Beginning with the Portuguese, Tamil was one of the first languages learned by Europeans in India, and was the first Indian language to have a moveable type-face cast, and books printed in it. Dictionaries of the language date from early Portuguese attempts, followed by German and English missionaries and by mother-tongue-speaking scholars up until the present. Unfortunately no English-Tamil dictionaries provide adequate information to non-mother-tongue speakers about verb class and transitivity specification, and none except those designed for tea and rubber planters give any spoken pronunciations, even though the spoken language is quite different from the Literary language. This project attempts to rectify this situation by seeking Tamil equivalents to English verbs from various sources: modern newspaper and creative-writing (novels and short-stories), film and media use (for Spoken), as well as information culled from previous dictionaries; to this we add verb class and transitivity specification, add entries for modern usage, and a spoken transliteration (and example sentences) where appropriate.
This dictionary, though not the first to rely on computer-production and control of Tamil data, will be the first new English-Tamil dictionary to appear in some time, and the first scholarly dictionary to include spoken material.

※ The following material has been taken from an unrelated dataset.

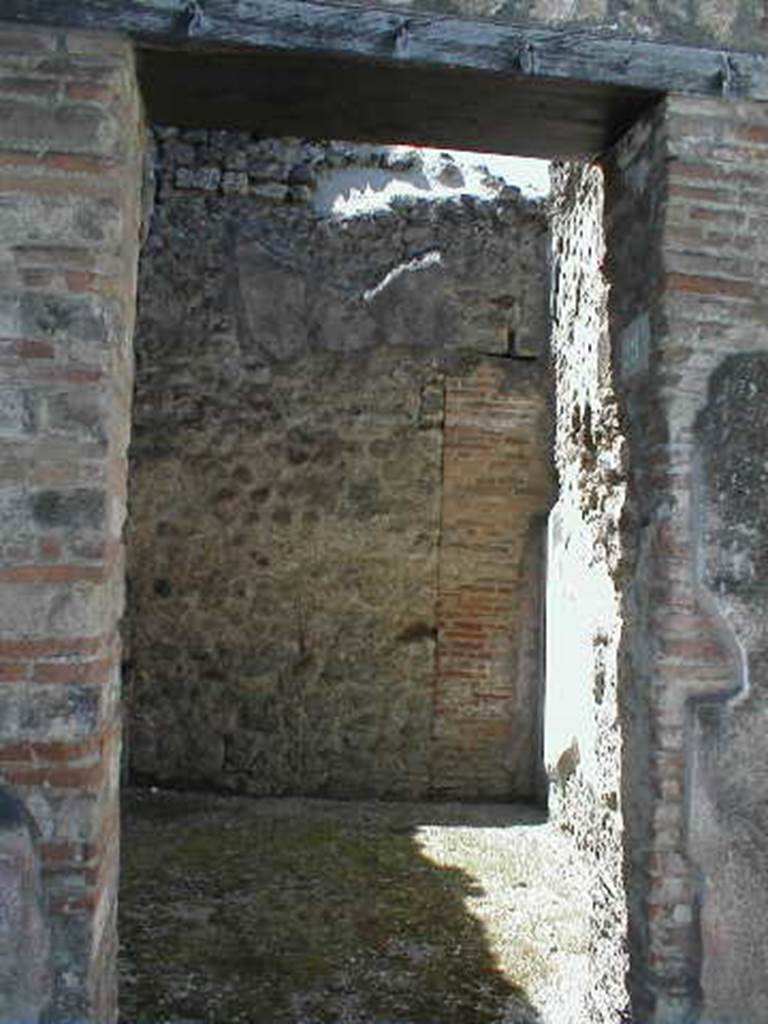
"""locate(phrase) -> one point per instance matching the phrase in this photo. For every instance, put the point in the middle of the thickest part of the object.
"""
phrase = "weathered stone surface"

Work on entering data for the letters A to Y (there are no entries under Z) is complete; it is now possible to extract entries and format them for printing with LaTeX, using fonts generated by Thomas Ridgeway using METAFONT. Before we produce a print version, however, we wish to put on-line what we have so far, in order to get the reactions of others.
Tamil consultants who have worked on this project so far include S. Palanisamy, a well-known Tamil poet who is a former Professor of English (for entries A to M); Dr. Vasu Renganathan, who worked on entries M to P, and is also responsible for controlling computerization; and Dr. Prathima Christdas, who has worked on entries R to W.
The National Endowment for the Humanities funded this project in the amount of $70,000 outright during the 1980's, and the Smithsonian Institution also granted rupee funds equivalent to $15,000 for part of the work done in India. A private grant from Mr. and Mrs. Pethi Velu was also used to carry out some work on data entry. The latest version of this project was funded by the Consortium for Language Teaching and Learning.